Run the lines of code below:

In [None]:
log(a)

In [None]:
log(4))

In [None]:
log(8


When running a line code, sometimes an error will pop out. This is part of the learning process. Learning how to debug your code is a useful skill. It helps build your understanding of R.

Debugging code in R involves identifying and resolving errors by both reading the code you ran and the error that is outputted. In you code, check if you mispelled functions or objects. Check if you used the correct upper- or lower-case letter. Check if you are missing a parenthesis, bracket or comma. Check if you have an extra paranthesis, bracket, or comma.

Additionally, read the error output to give you a hint what may be the problem. It may hint if somehting is missing or extra.


Look at the lines of code below and see if they have been corrected from the lines above.

In [None]:
a <- 5
log(a)

In [None]:
log(4)

In [None]:
log(8)

Explain in your own words what fixed each line of code.

## Further Resources

The R community has developed a variety of resources to practice R. A quick google search can lead great resources. Here are some recommended resources:

- Secion on R Programming: [Statistcal Computing](https://www.inqs.info/stat_comp/r.html)

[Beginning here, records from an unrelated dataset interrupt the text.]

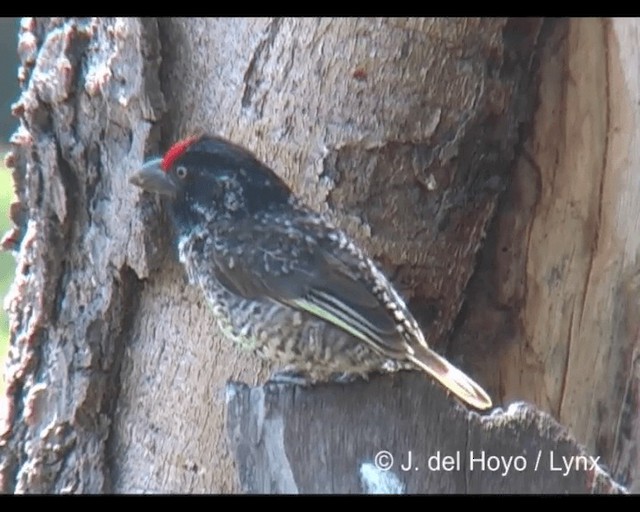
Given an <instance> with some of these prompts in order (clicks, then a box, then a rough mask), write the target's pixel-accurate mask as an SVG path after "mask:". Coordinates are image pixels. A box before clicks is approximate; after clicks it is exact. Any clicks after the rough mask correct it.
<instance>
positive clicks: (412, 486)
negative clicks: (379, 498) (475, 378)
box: [227, 373, 625, 494]
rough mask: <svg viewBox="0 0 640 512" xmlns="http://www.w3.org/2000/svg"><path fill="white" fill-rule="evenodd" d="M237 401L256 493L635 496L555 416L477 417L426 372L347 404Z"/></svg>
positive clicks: (229, 429) (247, 462) (394, 383)
mask: <svg viewBox="0 0 640 512" xmlns="http://www.w3.org/2000/svg"><path fill="white" fill-rule="evenodd" d="M420 388H422V389H423V390H424V391H425V392H424V393H422V394H418V393H416V392H415V390H416V389H420ZM227 396H228V399H229V403H228V409H229V413H228V420H227V427H228V431H229V438H230V443H231V446H232V447H233V450H234V452H235V454H236V457H237V461H238V472H239V475H240V482H241V485H242V488H243V489H244V490H245V491H246V492H250V493H283V494H291V493H381V494H382V493H383V494H424V493H427V494H464V493H470V494H503V493H517V494H560V493H571V494H577V493H588V494H589V493H591V494H595V493H615V494H617V493H624V492H625V489H624V488H622V487H621V486H619V485H618V484H616V483H615V482H614V481H613V480H612V479H611V477H610V475H609V474H608V473H607V472H606V471H605V470H604V469H603V467H602V465H601V464H599V461H598V460H597V459H596V458H594V457H592V456H591V455H590V454H588V453H587V452H586V451H585V450H584V449H583V448H582V447H581V446H580V445H579V444H578V443H576V441H575V440H574V439H573V438H572V436H571V435H570V434H569V433H568V432H567V431H566V429H564V428H562V427H561V426H560V425H558V423H556V422H555V421H554V420H553V418H551V416H549V415H548V414H545V413H542V412H540V411H539V410H537V409H535V408H533V407H531V406H529V405H526V404H524V403H513V404H510V406H509V407H508V408H507V409H506V410H500V409H497V410H495V411H494V412H493V413H492V414H491V415H485V416H480V415H478V414H476V413H470V412H468V411H466V410H464V409H463V408H462V407H460V406H459V405H457V404H455V403H454V402H453V401H452V400H451V399H450V398H449V397H447V395H446V394H445V393H444V392H442V390H440V389H435V385H433V384H432V385H431V386H429V384H428V383H427V382H426V381H425V380H424V378H423V377H422V376H421V375H418V374H415V373H413V374H408V373H404V374H400V375H397V376H396V377H394V378H393V379H389V378H374V379H372V380H371V382H368V383H355V384H352V385H351V387H350V389H349V390H348V393H345V389H344V387H343V386H341V385H339V384H331V385H326V386H318V387H316V388H314V389H308V390H292V389H290V388H289V389H287V388H284V387H281V386H278V385H271V384H269V385H267V386H264V387H258V388H253V389H251V388H248V387H247V386H245V385H239V384H237V383H232V384H230V385H229V386H228V392H227ZM372 396H375V400H371V397H372ZM327 419H330V424H331V428H327ZM390 427H391V428H390ZM336 432H340V435H336Z"/></svg>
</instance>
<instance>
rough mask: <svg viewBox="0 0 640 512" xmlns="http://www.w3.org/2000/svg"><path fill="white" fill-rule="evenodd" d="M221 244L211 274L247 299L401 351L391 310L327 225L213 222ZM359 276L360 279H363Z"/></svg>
mask: <svg viewBox="0 0 640 512" xmlns="http://www.w3.org/2000/svg"><path fill="white" fill-rule="evenodd" d="M216 231H217V237H218V239H224V240H225V243H224V244H220V247H219V248H216V250H214V251H213V258H214V262H215V272H216V277H217V278H218V280H219V281H220V283H221V284H222V285H223V286H225V287H226V288H227V289H228V290H229V291H231V292H232V293H235V294H237V295H240V296H243V297H246V298H260V297H264V298H270V299H272V300H274V301H277V302H280V303H283V304H286V305H288V306H290V307H292V308H295V309H298V310H301V311H305V312H307V313H310V314H312V315H315V316H317V317H319V318H322V319H323V320H325V321H327V322H330V323H332V324H334V325H335V326H337V327H339V328H340V329H343V330H345V331H347V332H349V333H350V334H352V335H354V336H356V337H358V338H360V339H361V340H363V341H365V342H367V343H369V344H370V345H371V346H372V347H373V348H375V349H376V350H378V351H380V352H384V353H387V354H388V355H390V356H398V355H401V354H403V353H405V351H406V342H405V341H404V339H403V337H402V336H401V334H400V333H399V332H398V330H397V324H396V322H395V320H394V318H393V316H392V313H391V312H390V311H389V310H388V309H387V308H386V307H385V306H384V304H383V303H382V302H381V301H380V299H379V298H378V297H376V295H375V294H374V293H373V291H372V286H373V283H372V279H373V278H372V277H371V276H367V275H366V274H363V271H362V270H361V269H360V268H358V264H359V262H360V260H359V258H358V257H357V256H356V255H354V254H353V253H352V252H350V251H349V250H348V249H347V248H345V247H340V244H338V243H337V242H336V241H335V240H332V239H331V238H330V237H329V236H327V235H328V233H329V230H328V228H324V227H319V226H318V225H317V224H315V223H312V224H310V223H308V222H305V221H304V219H302V220H299V221H290V224H289V225H288V226H285V225H284V224H283V223H278V222H275V221H274V222H270V223H267V225H266V226H265V225H263V224H260V223H256V222H255V220H254V219H252V220H251V221H246V222H245V223H244V225H242V226H239V225H238V221H237V220H236V221H234V223H233V225H231V224H230V225H229V226H224V225H218V226H217V228H216ZM363 276H364V277H363Z"/></svg>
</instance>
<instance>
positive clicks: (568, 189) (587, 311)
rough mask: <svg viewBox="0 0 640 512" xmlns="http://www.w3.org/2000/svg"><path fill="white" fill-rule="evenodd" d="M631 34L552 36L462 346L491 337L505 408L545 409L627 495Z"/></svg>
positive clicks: (555, 32)
mask: <svg viewBox="0 0 640 512" xmlns="http://www.w3.org/2000/svg"><path fill="white" fill-rule="evenodd" d="M639 27H640V25H639V23H638V21H637V20H634V19H614V20H610V19H574V20H570V21H567V23H561V24H559V25H557V26H556V27H555V33H554V34H553V35H552V37H551V38H550V39H549V41H548V43H547V44H546V46H545V48H544V50H543V54H542V56H541V59H540V61H541V68H540V74H541V82H540V86H539V91H538V95H539V107H538V110H537V112H536V116H535V120H534V123H533V130H532V133H531V135H530V136H529V138H528V140H527V141H526V143H525V144H524V151H523V153H522V156H521V157H520V158H519V160H518V163H517V166H516V168H515V170H514V181H513V183H512V186H511V187H510V188H509V189H508V191H507V194H506V197H505V198H504V199H503V203H502V208H501V210H500V211H499V212H498V214H497V224H496V226H495V230H494V231H493V232H492V234H491V235H490V237H489V241H488V245H487V247H486V252H485V257H484V258H483V259H484V265H481V268H480V270H479V272H478V275H477V276H476V278H474V282H473V283H472V284H471V287H470V291H469V298H468V301H469V303H470V304H474V305H475V308H474V310H473V312H470V313H469V315H467V318H466V320H465V321H464V322H461V323H462V324H463V325H462V326H461V328H460V329H459V334H458V340H457V343H458V346H459V347H463V346H464V345H465V344H467V343H468V341H467V342H466V343H465V339H467V340H468V339H474V338H475V337H477V336H478V333H482V335H483V336H486V337H488V338H490V339H492V340H497V341H498V344H497V345H494V347H493V350H494V351H495V353H496V358H495V360H490V359H487V360H486V361H485V362H484V364H485V369H484V371H483V375H485V376H486V378H487V381H488V382H491V383H492V384H490V386H491V387H492V388H493V389H499V390H500V394H501V396H502V397H503V400H504V401H505V402H507V403H508V402H510V401H512V400H526V401H529V402H531V403H535V404H536V405H537V406H538V407H540V408H541V409H542V410H545V411H547V412H549V413H551V414H552V415H553V416H554V417H555V418H556V419H557V420H558V421H559V422H560V423H562V424H563V425H566V426H567V427H568V428H569V429H570V430H571V431H572V432H573V434H574V435H575V436H576V438H577V439H578V440H579V441H580V442H581V443H584V445H585V446H586V447H587V448H588V450H589V451H590V452H592V453H594V454H595V455H599V456H601V457H602V460H603V461H604V462H605V463H606V464H608V465H609V467H611V468H612V470H613V474H614V475H616V477H617V478H620V481H621V482H624V483H627V484H628V485H630V488H631V489H632V490H635V491H637V490H638V489H640V488H639V487H638V485H640V484H639V480H638V476H639V471H640V459H639V458H638V457H639V453H640V450H639V448H638V442H639V441H640V415H639V413H638V411H640V388H639V380H638V362H639V361H640V359H639V354H640V344H639V343H640V314H639V313H638V312H639V311H640V300H639V297H640V280H639V278H638V276H639V274H638V263H639V261H640V260H639V259H638V255H639V254H640V209H639V207H638V206H639V205H640V173H639V172H638V169H639V165H640V149H639V148H640V145H639V144H638V142H639V140H638V137H639V129H638V126H639V121H640V109H639V107H638V105H639V104H640V74H639V72H638V66H637V65H636V64H637V62H638V58H639V48H640V37H639ZM470 309H471V308H470ZM455 343H456V342H454V344H455Z"/></svg>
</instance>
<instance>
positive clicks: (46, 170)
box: [0, 19, 637, 492]
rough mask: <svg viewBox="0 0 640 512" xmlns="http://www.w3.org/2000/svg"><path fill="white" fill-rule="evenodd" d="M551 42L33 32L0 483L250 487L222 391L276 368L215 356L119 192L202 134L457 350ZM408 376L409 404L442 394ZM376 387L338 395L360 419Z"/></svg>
mask: <svg viewBox="0 0 640 512" xmlns="http://www.w3.org/2000/svg"><path fill="white" fill-rule="evenodd" d="M562 25H563V23H560V26H562ZM544 33H545V29H544V27H543V23H542V22H541V21H540V20H535V19H532V20H515V21H510V20H504V19H484V20H476V19H462V20H456V19H442V20H429V19H412V20H403V19H386V20H378V19H343V20H328V19H319V20H316V19H254V20H247V19H220V20H216V19H163V20H158V21H156V20H143V21H140V20H135V19H125V20H122V19H117V20H111V19H97V20H89V21H82V20H80V21H78V20H66V21H65V20H59V19H47V20H32V21H27V22H25V24H24V31H23V34H22V36H21V40H20V54H21V59H22V62H23V67H22V69H21V80H22V84H23V90H24V93H23V96H22V98H21V100H20V102H19V103H18V105H17V106H16V109H15V110H16V114H17V115H18V116H19V117H20V119H21V125H22V127H21V129H20V131H19V132H18V134H17V135H16V137H14V144H15V151H14V156H13V158H12V160H13V161H12V162H11V163H12V164H13V166H14V167H15V172H14V175H15V177H16V187H17V192H18V197H19V203H18V204H17V205H16V207H15V208H14V210H13V218H14V221H15V222H16V225H17V226H18V228H17V229H16V230H15V232H14V233H13V234H12V235H11V236H10V237H9V238H8V239H6V240H5V245H7V246H15V248H16V249H19V269H18V273H17V278H16V282H15V285H14V292H13V298H12V300H11V303H10V314H11V319H12V333H13V334H12V341H11V353H10V361H9V371H8V377H9V378H8V384H9V389H8V402H7V403H8V404H9V405H8V416H7V421H6V425H5V427H4V428H3V429H1V430H2V432H0V443H2V445H1V446H0V489H2V490H4V491H9V492H11V491H17V492H63V491H68V492H103V491H113V492H230V491H238V490H240V488H241V487H240V486H239V485H238V480H237V477H236V469H238V468H237V467H236V464H235V462H234V456H235V455H236V454H234V453H233V451H232V450H229V447H228V445H227V440H226V435H225V425H224V417H225V411H226V398H225V384H226V382H227V381H229V380H239V381H242V382H246V383H248V384H249V385H256V384H257V383H259V382H261V381H263V380H264V379H266V377H267V376H268V374H269V372H270V368H269V366H268V365H266V364H263V363H261V362H259V361H258V360H257V359H255V358H253V357H252V356H250V355H247V354H242V353H238V352H237V351H236V350H235V349H234V348H233V347H231V346H229V344H228V343H226V342H225V340H223V339H221V337H220V335H219V333H217V331H216V329H215V327H214V325H213V319H212V318H211V315H210V313H209V310H208V308H207V306H206V304H205V303H204V302H203V299H202V297H201V295H200V294H199V292H198V291H197V290H194V289H192V288H191V287H190V286H188V285H187V284H186V283H185V281H184V277H183V272H182V270H181V269H180V268H179V266H178V264H177V263H176V261H175V258H174V255H173V252H172V250H171V247H170V244H169V240H168V237H167V236H166V227H165V226H166V224H165V221H166V219H165V218H164V214H163V210H162V208H161V205H160V203H159V202H157V200H155V199H151V198H149V197H147V196H146V195H142V194H140V193H139V191H138V190H137V189H135V188H133V187H131V186H129V185H128V183H127V181H126V180H127V175H128V173H129V172H130V170H131V169H133V168H135V167H136V166H138V165H139V164H140V162H141V161H142V159H143V155H144V154H145V153H146V152H148V151H145V149H147V150H152V151H160V150H162V149H165V148H166V147H167V145H168V144H170V143H171V141H174V140H175V139H176V138H178V137H180V136H183V135H186V134H188V133H190V132H193V131H196V130H206V131H211V132H216V133H218V134H221V135H224V136H226V137H228V138H230V139H233V140H234V141H236V142H238V143H240V144H243V145H245V146H247V147H249V148H251V149H252V150H253V151H255V152H256V153H257V155H258V156H259V157H260V158H261V159H263V160H264V161H266V162H267V163H268V164H270V165H271V166H272V167H273V168H274V169H275V170H276V172H278V173H279V174H280V175H281V176H282V177H283V178H284V179H285V180H286V181H287V182H288V183H289V184H290V185H291V186H292V188H293V189H294V191H295V192H296V193H297V194H299V195H300V196H301V197H302V198H304V199H305V200H306V201H307V202H308V203H309V204H311V205H312V206H314V207H316V208H317V209H319V210H322V211H325V212H326V213H327V214H328V215H329V216H331V217H333V218H334V220H335V221H336V222H337V223H338V224H339V225H340V226H342V227H343V228H344V229H345V230H346V231H347V232H348V233H350V234H351V235H352V236H353V237H354V238H355V239H356V240H357V241H358V242H359V243H360V244H361V245H362V246H364V247H365V249H367V250H368V252H369V253H370V254H371V255H372V256H373V257H374V258H375V259H377V260H378V261H379V262H380V264H381V265H382V266H383V268H384V269H385V270H386V271H387V273H388V274H389V275H390V276H391V277H392V278H393V281H394V282H395V284H396V285H397V286H398V288H400V290H401V292H402V293H403V295H404V296H405V297H407V298H408V299H409V305H410V307H411V309H412V310H413V311H414V313H415V314H416V316H417V318H418V320H419V321H420V322H421V324H422V327H423V329H424V331H425V333H426V334H427V338H428V340H429V342H430V343H432V344H434V345H435V346H438V347H440V348H442V349H444V348H445V347H444V346H443V345H442V342H443V341H446V340H447V334H448V333H449V332H450V331H451V329H452V328H453V327H454V322H456V319H457V318H458V314H459V311H460V308H461V307H462V304H463V301H464V297H465V295H464V291H465V289H466V286H467V283H468V281H469V279H470V277H471V275H472V274H473V271H474V267H475V261H476V256H477V251H478V249H479V247H480V245H481V243H482V240H483V237H484V235H485V231H486V229H487V227H488V225H489V221H490V220H491V218H492V216H493V213H494V210H495V207H496V204H497V200H498V197H499V194H500V192H501V191H502V190H503V189H504V188H505V186H506V184H507V183H508V181H509V179H508V178H509V176H510V175H511V174H512V171H511V169H512V167H513V165H512V164H513V160H514V158H515V156H516V155H517V154H518V153H517V149H518V148H519V146H520V145H521V143H522V140H521V137H522V136H523V134H524V133H526V130H523V129H522V128H523V127H526V126H527V125H528V121H529V120H530V118H531V114H532V112H533V106H534V99H535V96H534V94H532V91H534V89H533V88H532V87H533V86H534V85H535V78H536V76H537V75H536V73H535V69H536V68H535V66H534V64H535V60H536V59H535V56H536V51H537V50H538V48H539V45H540V42H541V41H543V40H544V39H545V38H543V37H541V34H544ZM562 44H565V42H564V40H562ZM544 48H546V50H545V51H546V52H548V54H550V55H556V54H557V53H558V51H564V52H566V54H568V55H570V54H571V49H565V47H564V46H562V45H561V50H558V48H557V47H551V48H550V47H548V46H544ZM575 51H578V50H575ZM554 52H555V53H554ZM547 56H548V55H547ZM550 60H551V61H552V62H553V59H550ZM547 65H551V64H549V63H547ZM545 69H547V68H545ZM547 72H549V71H547ZM542 76H543V77H544V76H545V75H544V72H543V75H542ZM585 94H586V93H585ZM165 100H166V113H164V111H165ZM542 103H544V102H542ZM541 112H543V113H544V111H543V110H542V108H541ZM163 113H164V115H163ZM542 115H543V114H540V112H539V113H538V116H539V117H540V116H542ZM547 115H548V114H547ZM152 126H153V127H154V128H152ZM537 126H539V125H537ZM155 128H161V129H155ZM536 133H537V132H536ZM534 137H535V135H534ZM608 140H609V143H611V141H612V140H613V139H612V138H609V139H608ZM542 142H544V141H542ZM542 142H541V143H542ZM589 149H591V148H589ZM608 161H609V160H608ZM520 169H521V167H519V168H518V169H517V171H518V172H517V176H515V179H514V180H513V183H518V182H519V181H518V180H519V179H521V178H520V177H521V176H522V175H523V174H524V175H525V176H527V175H526V173H523V172H521V170H520ZM585 172H586V171H585ZM526 183H528V182H525V187H526V186H527V185H526ZM533 185H536V182H534V183H533ZM534 190H535V189H534ZM527 192H528V193H531V191H530V189H527ZM527 211H530V210H527ZM543 227H544V225H543V224H541V225H540V227H537V228H536V229H538V230H540V229H542V228H543ZM565 237H567V238H569V236H568V235H566V234H565ZM496 238H497V235H496ZM583 245H584V244H583ZM584 246H585V247H586V246H588V244H586V245H584ZM583 249H584V247H583V246H581V248H580V250H583ZM576 250H577V249H576ZM536 254H537V253H536ZM538 256H544V255H543V254H542V253H540V254H538ZM538 256H537V257H538ZM580 256H581V257H583V256H584V255H583V254H582V253H581V254H580ZM535 261H537V260H536V259H532V262H535ZM501 268H502V267H501ZM485 275H486V272H485ZM567 286H569V285H567ZM603 286H605V284H604V283H603ZM589 289H593V288H592V287H590V288H589ZM630 291H631V290H630ZM480 302H482V301H480ZM485 302H486V301H485ZM471 304H472V303H471ZM471 304H468V305H467V309H469V310H472V307H471ZM509 307H511V304H509ZM535 311H536V310H533V311H532V312H531V313H529V314H528V315H529V316H527V317H526V318H525V320H526V321H525V322H523V325H526V326H527V328H529V329H534V328H535V327H536V324H535V318H534V317H532V316H530V315H532V314H539V313H536V312H535ZM467 318H469V319H471V318H472V316H469V315H467ZM629 318H631V317H629ZM527 319H528V320H527ZM551 320H552V319H550V320H549V321H551ZM527 322H528V323H527ZM629 322H632V320H631V319H630V320H629ZM467 325H468V326H471V328H473V327H474V324H473V322H471V323H468V324H467ZM616 325H618V324H616ZM585 327H586V326H585ZM631 327H632V326H631ZM465 332H466V335H465ZM469 332H472V331H470V330H469V329H467V331H465V330H464V328H462V329H461V330H460V335H459V336H458V338H457V340H456V342H454V343H453V344H452V345H451V346H450V347H449V348H450V350H449V351H448V352H449V355H450V356H451V358H452V359H453V360H454V361H455V362H456V363H458V364H459V365H460V366H462V367H464V368H465V369H466V370H467V371H468V372H469V373H471V374H473V375H477V376H478V378H479V380H481V381H482V380H483V379H482V377H483V373H482V372H481V369H482V368H483V365H484V367H485V368H492V367H491V366H489V365H490V364H494V365H495V361H496V353H497V354H498V360H499V364H500V365H505V366H500V369H501V374H500V375H502V374H504V373H505V371H506V370H504V369H503V368H506V365H507V362H508V354H507V350H506V349H503V350H501V351H498V352H496V349H495V347H493V346H489V342H484V343H477V344H472V343H470V342H469V339H470V336H469ZM476 332H480V333H482V335H481V336H482V338H484V339H487V338H488V336H489V335H490V332H491V330H489V329H486V330H480V331H476ZM549 332H550V333H555V332H556V331H553V330H550V331H549ZM636 333H637V331H636ZM553 335H557V334H553ZM476 337H478V335H477V334H476V335H475V336H474V338H476ZM503 339H504V338H502V339H499V340H496V342H502V341H503ZM520 339H521V340H523V341H522V342H520V341H519V340H518V342H517V343H518V344H520V343H524V340H525V338H524V337H522V338H520ZM621 343H624V340H623V341H621ZM625 346H627V345H625ZM498 348H501V349H502V348H503V346H502V345H498ZM462 354H464V357H462ZM505 354H507V355H505ZM517 362H520V361H517ZM615 364H616V361H614V360H613V359H612V360H611V365H610V367H611V368H613V367H615ZM520 368H522V366H520ZM562 368H564V370H566V367H562ZM562 368H561V369H562ZM577 368H578V367H576V369H577ZM611 368H609V370H611ZM616 368H617V369H619V368H618V367H616ZM525 369H526V367H525ZM561 369H558V367H557V365H555V361H554V366H553V367H550V368H548V369H547V373H545V376H546V379H547V380H549V379H562V380H566V379H564V375H565V374H563V373H562V371H561ZM617 369H616V371H618V370H617ZM491 371H493V370H491ZM523 371H524V370H523ZM535 371H539V368H536V369H535ZM565 373H566V372H565ZM573 375H574V374H573V373H572V374H571V376H570V377H571V378H573V379H575V383H576V384H578V383H579V378H580V376H579V375H578V374H575V375H576V377H573ZM532 378H533V379H534V382H536V383H538V390H540V389H542V388H541V387H540V385H539V384H540V383H541V382H543V381H541V380H538V379H537V377H535V375H534V377H532ZM484 380H485V381H486V382H489V383H490V385H489V386H488V388H489V390H490V391H491V394H492V395H493V396H494V397H495V398H496V400H497V401H498V402H499V401H500V399H501V397H502V396H508V397H512V396H514V395H512V394H510V393H512V390H511V388H508V389H507V388H505V387H503V385H502V381H500V382H496V381H495V380H492V374H491V373H490V372H489V371H487V372H485V374H484ZM402 382H403V385H402V395H403V396H406V397H407V398H406V399H407V403H417V401H418V399H419V398H420V397H422V396H423V395H425V396H427V395H428V396H429V397H430V396H432V393H436V394H437V393H441V391H439V390H438V391H435V389H434V390H430V388H427V389H425V386H424V380H420V379H415V378H411V379H409V380H407V381H405V380H404V379H403V380H402ZM505 382H506V381H505ZM629 382H631V383H633V382H634V381H629ZM544 383H545V384H547V381H546V380H545V381H544ZM554 383H555V381H554ZM330 389H335V388H330ZM565 389H569V388H568V387H566V386H565ZM629 389H635V388H633V386H631V385H630V387H629ZM318 392H321V391H318ZM371 392H375V388H367V387H366V385H365V384H364V383H360V384H359V385H357V386H354V387H349V388H344V390H343V389H342V388H341V390H340V393H344V394H345V398H344V400H345V402H344V403H350V402H349V401H350V400H352V401H353V400H356V401H365V402H366V400H368V399H369V400H370V399H371V395H370V393H371ZM537 392H538V391H534V393H537ZM287 393H291V394H292V396H295V393H296V391H295V390H288V391H287ZM283 396H284V395H283ZM538 396H539V395H537V394H534V395H533V397H534V398H537V397H538ZM635 396H637V395H635ZM367 397H368V398H367ZM582 398H583V399H585V396H583V397H582ZM533 401H534V403H537V402H536V401H535V400H533ZM344 403H343V405H344ZM572 403H575V405H576V406H577V407H578V406H582V405H583V404H581V403H578V402H572ZM282 404H283V406H287V407H292V405H291V403H289V402H287V401H286V400H284V401H283V402H282ZM287 404H288V405H287ZM540 405H541V406H543V407H547V406H548V405H549V404H547V403H546V402H544V401H542V402H541V404H540ZM420 410H424V411H426V410H427V409H426V408H422V409H420ZM570 410H571V407H565V408H564V409H558V410H557V411H555V410H552V411H551V412H552V413H556V412H558V411H560V412H561V413H565V414H568V412H565V411H570ZM451 411H453V409H451ZM451 411H450V412H448V413H447V414H448V415H449V416H448V418H449V420H450V421H452V422H460V421H462V422H463V423H462V425H463V424H464V421H466V420H463V419H462V418H461V417H460V416H459V413H453V412H451ZM592 412H593V411H592ZM443 414H444V413H443ZM457 414H458V415H457ZM327 421H328V422H329V423H330V418H327ZM387 421H388V422H389V423H388V424H387V426H388V429H390V430H393V428H394V427H393V418H392V417H389V418H387ZM416 421H417V423H416V425H417V426H420V425H422V424H423V423H424V422H423V421H422V420H420V419H416ZM460 428H465V427H464V426H461V427H460ZM397 432H398V433H399V432H401V429H400V428H398V430H397ZM336 435H340V431H336ZM532 435H535V434H532ZM579 439H582V438H580V437H579ZM239 460H240V459H239ZM243 485H244V482H243ZM245 488H246V487H245ZM330 488H331V487H330V486H329V485H327V486H325V487H324V489H330ZM416 489H417V488H416Z"/></svg>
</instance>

- [Google Colab Cheatsheet](https://colab.research.google.com/github/Tanu-N-Prabhu/Python/blob/master/Cheat_sheet_for_Google_Colab.ipynb)

- [R for Data Science](https://r4ds.hadley.nz/)

## Submitting Notebooks

At the end of lab, you will need to submit an assignment. You can submit this lab via Canvas and Google Assignments.

Additionally it is good practive to download the file in case anything goes wrong. *File* > *Download* > *Download as ipynb*